Rather than prescribing a series of steps for physicians to use when delivering bad news, a constitutive model of communication prompts physicians to participate in a dialogue or conversation with patients where information is openly shared, including the long-term perspective. Physicians in this scenario are still empowered by the information and specialized expertise they possess, but patients are also empowered to bring their preferences and feelings as important factors in a treatment plan. We propose a series of considerations that might allow this more robust model of communication to facilitate an exploration of what “everything” may mean and how treatment decisions may proceed.

Considerations for improving communication

The first step is to regard the decision to “do everything” as the beginning of a conversation about prognosis and goals of treatment, not as a mandate [4]. Patients and family members should be asked specifically what “everything” means to them.
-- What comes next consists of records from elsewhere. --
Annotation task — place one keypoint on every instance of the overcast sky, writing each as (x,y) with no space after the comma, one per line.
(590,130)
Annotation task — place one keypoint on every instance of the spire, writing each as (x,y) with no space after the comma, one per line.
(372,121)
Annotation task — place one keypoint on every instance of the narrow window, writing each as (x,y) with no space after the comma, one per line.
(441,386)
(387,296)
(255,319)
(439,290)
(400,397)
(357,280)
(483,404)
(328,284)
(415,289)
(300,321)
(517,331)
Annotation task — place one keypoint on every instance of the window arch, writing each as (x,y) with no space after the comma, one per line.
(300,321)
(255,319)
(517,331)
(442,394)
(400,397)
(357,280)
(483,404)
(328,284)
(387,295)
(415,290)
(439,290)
A decision to do everything for a loved one might be “an expression of powerful feelings and desperate hope” rather than “a claim on every tool of critical care” [1, pp. 276]. Understanding the patient’s and family members’ point of view is essential in trying to resolve the issue of how to continue with medical care. Physicians should attempt to explain what “everything” entails from a medical perspective. The new physician described earlier [5] told her patient about “breathing tubes and ICU,” but stopped short of discussing the likelihood of a poor outcome, and never broached the topic of death, a possibility the patient never considered when stating she wanted everything.
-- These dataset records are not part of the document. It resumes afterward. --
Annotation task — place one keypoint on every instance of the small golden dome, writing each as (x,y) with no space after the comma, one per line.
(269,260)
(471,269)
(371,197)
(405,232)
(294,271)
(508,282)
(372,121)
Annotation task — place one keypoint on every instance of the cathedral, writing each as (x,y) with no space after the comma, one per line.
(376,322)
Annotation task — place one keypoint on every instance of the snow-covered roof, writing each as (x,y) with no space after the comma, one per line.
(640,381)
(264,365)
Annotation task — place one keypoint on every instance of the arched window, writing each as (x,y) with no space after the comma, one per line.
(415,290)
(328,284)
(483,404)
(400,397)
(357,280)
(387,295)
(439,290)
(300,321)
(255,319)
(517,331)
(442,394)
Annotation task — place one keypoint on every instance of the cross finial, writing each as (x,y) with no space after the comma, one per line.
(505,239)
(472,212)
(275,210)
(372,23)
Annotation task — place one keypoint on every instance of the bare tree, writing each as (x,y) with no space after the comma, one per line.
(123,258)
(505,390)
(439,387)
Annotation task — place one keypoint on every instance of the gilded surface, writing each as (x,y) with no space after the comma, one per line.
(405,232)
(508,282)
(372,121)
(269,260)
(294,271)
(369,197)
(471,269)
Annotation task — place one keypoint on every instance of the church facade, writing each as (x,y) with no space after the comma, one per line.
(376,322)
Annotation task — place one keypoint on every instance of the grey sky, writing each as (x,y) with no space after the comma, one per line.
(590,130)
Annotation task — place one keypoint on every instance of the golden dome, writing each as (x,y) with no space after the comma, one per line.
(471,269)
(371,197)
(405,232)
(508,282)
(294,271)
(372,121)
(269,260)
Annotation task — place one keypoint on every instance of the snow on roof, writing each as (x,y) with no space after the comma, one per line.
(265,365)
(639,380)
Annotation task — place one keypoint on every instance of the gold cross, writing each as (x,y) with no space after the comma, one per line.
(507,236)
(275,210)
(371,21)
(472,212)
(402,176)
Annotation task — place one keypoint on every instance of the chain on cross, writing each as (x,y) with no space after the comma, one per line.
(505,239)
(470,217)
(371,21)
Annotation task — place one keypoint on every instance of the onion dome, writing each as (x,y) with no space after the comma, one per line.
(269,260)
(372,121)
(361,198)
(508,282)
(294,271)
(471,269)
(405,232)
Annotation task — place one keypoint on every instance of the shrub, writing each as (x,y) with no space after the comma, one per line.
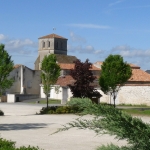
(10,145)
(115,122)
(1,113)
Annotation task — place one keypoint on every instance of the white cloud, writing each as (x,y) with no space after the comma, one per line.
(115,3)
(89,49)
(128,51)
(93,26)
(2,37)
(76,38)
Second, keep in mind that doctors and patients live in different communicative worlds, and are unlikely to interpret information in the same way. Patients live in the lifeworld and physicians live in the world of medicine [28, 29]. A study of doctor–patient interaction with end-stage head and neck cancer patients provides an example [15]. Despite eligibility criteria requiring patients to have been told by their physicians that their condition was terminal, one participant was surprised by interview questions about whether he and his physician had discussed his impending death. He said, “My doctor told me my disease can’t be cured, but that doesn’t mean I’m dying!” It is possible he was in denial or overly optimistic, but equally plausible he did not understand the implications of his doctor’s euphemistic communication or framing of his situation.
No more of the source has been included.